I argue that the distinctive relationship between knowledge-that and knowledge-how, recognized by anti-intellectualists and intellectualists alike, implies an analogously distinctive relationship between knowing that something has value and knowing how it has value. Recognizing the importance of knowing how to value has implications for a number of philosophical contexts where valuing plays a role, such as those involving moral testimony, moral expertise, aesthetic judgments, epistemic injustice, testimonial injustice, and many kinds of decision making. In the last part of the paper I will begin to explore these implications with some examples.
Richard Pettigrew, “What to do when a transformative experience might change your attitudes to risk“
Transformative experiences can teach us things we cannot learn in any other way, and they can lead us to change what we value. L. A. Paul has argued that these pose problems for standard decision theory, and elsewhere I've tried to show that they can be accommodated within it. But transformative experiences might also lead us to change our attitudes to risk, and I will argue here that decision theory cannot accommodate these.
Johanna Thoma, “Against preference-based instrumental rationality“
Orthodox decision theory is often thought to be a theory of instrumental, or means-ends rationality, telling us how to best serve our ends, but not what those ends ought to be. This raises two connected questions, a question of interpretation and a question of justification: How are the notions of means, ends and desire supposed to map onto the elements of decision theory, such as preference and utility? And can the core substantive requirements of orthodox decision theory be justified as requirements of instrumental rationality? I here present a critique of an answer to the question of interpretation that is implicitly or explicitly assumed by most decision theorists, namely what I call ‘preference-based instrumental rationality’. According to preference-based instrumental rationality, preferences as they feature in decision-theoretic models form the standard of instrumental rationality. They are the attitudes that pick out an agent’s ends and the standard we use to rationally evaluate her choices. I present four challenges to preference-based instrumental rationality. First, it does not allow us to diagnose instrumental rationality in some cases of intuitive instrumental defect. Second, it does not allow use to give an instrumentalist justification for some simple and compelling dominance principles. Third, it does not allow us to cast interventions proposed by some influential behavioural welfare economists as means paternalist, leaving us unable to explain their popularity. And fourth, preferences of the sort that feature in decision-theoretic models intuitively stand at the end of instrumental reasoning, not at the beginning, and have little explanatory power in their own right. I will end by sketching an alternative account of the standard of instrumental rationality which implies a radically different, but more compelling instrumentalist interpretation and justification of decision theory.

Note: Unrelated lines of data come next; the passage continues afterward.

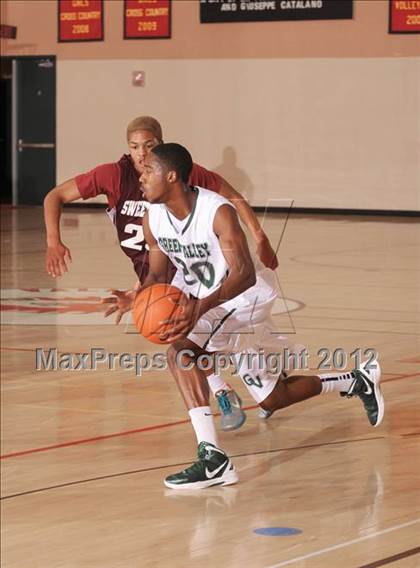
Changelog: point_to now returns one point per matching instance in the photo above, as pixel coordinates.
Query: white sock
(336, 382)
(203, 424)
(216, 383)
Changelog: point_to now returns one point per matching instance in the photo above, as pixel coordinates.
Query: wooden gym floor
(84, 452)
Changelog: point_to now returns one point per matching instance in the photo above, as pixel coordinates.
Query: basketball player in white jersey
(227, 310)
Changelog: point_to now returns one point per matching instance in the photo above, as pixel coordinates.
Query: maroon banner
(80, 20)
(404, 16)
(147, 19)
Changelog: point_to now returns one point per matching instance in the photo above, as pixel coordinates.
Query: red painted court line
(15, 349)
(100, 438)
(139, 430)
(399, 377)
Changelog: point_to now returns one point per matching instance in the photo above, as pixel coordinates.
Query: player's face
(139, 144)
(153, 179)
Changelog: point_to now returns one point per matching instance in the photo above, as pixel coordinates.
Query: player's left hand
(266, 253)
(185, 320)
(120, 302)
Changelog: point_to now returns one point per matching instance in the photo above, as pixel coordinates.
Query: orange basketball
(153, 305)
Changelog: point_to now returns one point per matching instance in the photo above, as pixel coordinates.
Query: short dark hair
(175, 157)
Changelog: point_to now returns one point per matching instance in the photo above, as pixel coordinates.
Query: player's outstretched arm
(264, 249)
(57, 254)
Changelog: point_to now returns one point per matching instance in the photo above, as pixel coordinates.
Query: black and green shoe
(366, 386)
(213, 467)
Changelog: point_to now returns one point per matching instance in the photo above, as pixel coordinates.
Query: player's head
(143, 134)
(165, 166)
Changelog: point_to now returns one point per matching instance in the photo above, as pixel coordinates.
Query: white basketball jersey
(191, 243)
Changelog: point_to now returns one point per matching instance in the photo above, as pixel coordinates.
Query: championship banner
(404, 16)
(147, 19)
(80, 20)
(215, 11)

Toby Solomon, “Some reasons to think ought sometimes implies only might“
Many people believe that ought implies can. However, when the ought in question is the ought of practical rationality we face a tension between this thesis and another thesis—namely, that the ought of practical rationality should be entirely first-person. Or, in other words, that the ought of practical rationality should depend only on how the agent views things to be, and not on how the world, unbeknownst to them, happens to be. Koon ("Options must be external", Phil. Stud., 2020) has argued (in response to Hedden, "Options and the subjective ought", Phil. Stud., 2012) that we should resolve this tension in favour of ought-implies-can. Here I will present some reasons to think we should instead resolve it in favour of first-person accessibility. This will lead us to accept a weaker ought-implies-only-might principle. I will, however, remain pluralist—there may be several practical oughts, useful in different contexts, which obey different ought-implies-ability-modal principles.